Closed Richar-Du closed 8 months ago
Sorry for the misunderstanding, the answer is treated as correct only if both questions in the pair are answered correctly. In that case, the accuracy is 22.67, which is clear to the result in Table 3.
Hi @Richar-Du , can you share the code you run? I somehow get very weired response from LLaVa 1.5, but I didn't know which part I got wrong. I used the exact code provided but it repeated itself instead of answering.
@minhlong94 I modified https://github.com/tsb0601/MMVP/blob/763500597e65c3446f09047837ceda76f4e264bf/LLaVA/llava/model/language_model/llava_llama.py#L76, to input_ids, attention_mask, past_key_values, inputs_embeds, labels = self.prepare_inputs_labels_for_multimodal(input_ids, attention_mask, past_key_values, labels, images)
and the results seemed reasonable. However, I also found that LLava tends to generate longer sentences, which is different from MMVP-MOF. After I add cur_prompt = cur_prompt.replace("(a)", "\n(a)").replace("(b)", "\n(b)")
after https://github.com/tsb0601/MMVP/blob/763500597e65c3446f09047837ceda76f4e264bf/scripts/evaluate_mllm.py#L59, following @Richar-Du,the model's response has indeed become shorter.

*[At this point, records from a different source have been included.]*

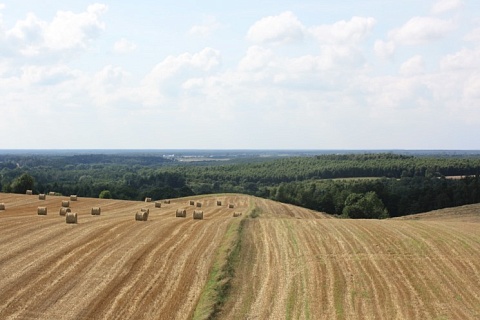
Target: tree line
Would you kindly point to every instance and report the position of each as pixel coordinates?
(350, 185)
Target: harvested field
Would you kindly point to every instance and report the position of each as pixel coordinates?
(293, 263)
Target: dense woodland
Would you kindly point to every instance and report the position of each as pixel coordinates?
(349, 185)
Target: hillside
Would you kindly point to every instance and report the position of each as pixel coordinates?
(292, 263)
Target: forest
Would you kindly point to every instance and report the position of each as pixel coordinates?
(368, 185)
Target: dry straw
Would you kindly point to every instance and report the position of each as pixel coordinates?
(71, 217)
(198, 214)
(141, 216)
(64, 211)
(181, 213)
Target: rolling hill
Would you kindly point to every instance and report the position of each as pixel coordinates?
(287, 263)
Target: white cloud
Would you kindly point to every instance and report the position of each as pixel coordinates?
(209, 25)
(67, 31)
(442, 6)
(413, 66)
(280, 29)
(421, 30)
(345, 32)
(384, 49)
(124, 46)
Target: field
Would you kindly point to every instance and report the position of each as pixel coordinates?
(289, 262)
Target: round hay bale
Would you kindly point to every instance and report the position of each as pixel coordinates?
(64, 211)
(141, 216)
(182, 213)
(198, 214)
(71, 217)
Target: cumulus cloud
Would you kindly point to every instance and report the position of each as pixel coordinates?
(209, 25)
(67, 31)
(349, 32)
(124, 46)
(280, 29)
(442, 6)
(420, 30)
(413, 66)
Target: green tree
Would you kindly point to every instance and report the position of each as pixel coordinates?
(105, 194)
(22, 184)
(364, 206)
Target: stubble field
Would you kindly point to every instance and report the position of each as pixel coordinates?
(291, 263)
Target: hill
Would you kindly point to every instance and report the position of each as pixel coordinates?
(288, 263)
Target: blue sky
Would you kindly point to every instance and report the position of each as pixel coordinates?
(249, 75)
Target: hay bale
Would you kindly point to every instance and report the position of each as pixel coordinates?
(141, 216)
(198, 214)
(71, 217)
(182, 213)
(64, 211)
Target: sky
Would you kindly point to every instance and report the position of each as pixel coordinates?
(303, 74)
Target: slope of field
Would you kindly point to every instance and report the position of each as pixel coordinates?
(107, 266)
(355, 269)
(293, 263)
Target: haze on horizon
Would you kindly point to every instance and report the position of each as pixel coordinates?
(248, 75)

Does this imply that the training data or settings of MoF are different from those of LLava? @tsb0601
I evaluated LLaVA-1.5-7b on the MMVP dataset and found that its accuracy is 60.0%, which is significantly higher than the 24.7% reported in Table 3. Upon comparing the evaluation code, I discovered that the prompt used in https://github.com/tsb0601/MMVP/blob/763500597e65c3446f09047837ceda76f4e264bf/scripts/evaluate_mllm.py#L59 differs from the one used by LLaVA-1.5, which is: '{question}\nA. {}\nB. {}\nAnswer with the option's letter from the given choices directly.' Given the first prompt, the model generates a long sentence as the answer, whereas with the second prompt, the model provides the option directly. This difference in prompts leads to the large discrepancy in accuracy. Anyway, the question is a binary choice, where a random guess would result in 50% accuracy; therefore, an accuracy of 60% also implies a significant problem with MLLMs :)